DeepHyperion: Exploring the Feature Space of Deep Learning-Based Systems through Illumination Search
This addresses the need for better testing in safety-critical deep learning applications by offering a novel method to explore feature spaces, though it is incremental as it builds on existing search-based testing approaches.
The paper tackles the problem of assessing how interpretable features affect deep learning system behavior by introducing DeepHyperion, a tool that uses illumination search to generate misbehaving test cases across a feature space map, providing developers with interpretable insights.

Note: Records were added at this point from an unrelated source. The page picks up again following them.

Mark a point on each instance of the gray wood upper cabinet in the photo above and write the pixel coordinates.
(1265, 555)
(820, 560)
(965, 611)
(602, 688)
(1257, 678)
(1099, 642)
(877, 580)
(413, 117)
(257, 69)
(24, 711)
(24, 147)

Deep Learning (DL) has been successfully applied to a wide range of application domains, including safety-critical ones. Several DL testing approaches have been recently proposed in the literature but none of them aims to assess how different interpretable features of the generated inputs affect the system's behaviour. In this paper, we resort to Illumination Search to find the highest-performing test cases (i.e., misbehaving and closest to misbehaving), spread across the cells of a map representing the feature space of the system. We introduce a methodology that guides the users of our approach in the tasks of identifying and quantifying the dimensions of the feature space for a given domain. We developed DeepHyperion, a search-based tool for DL systems that illuminates, i.e., explores at large, the feature space, by providing developers with an interpretable feature map where automatically generated inputs are placed along with information about the exposed behaviours.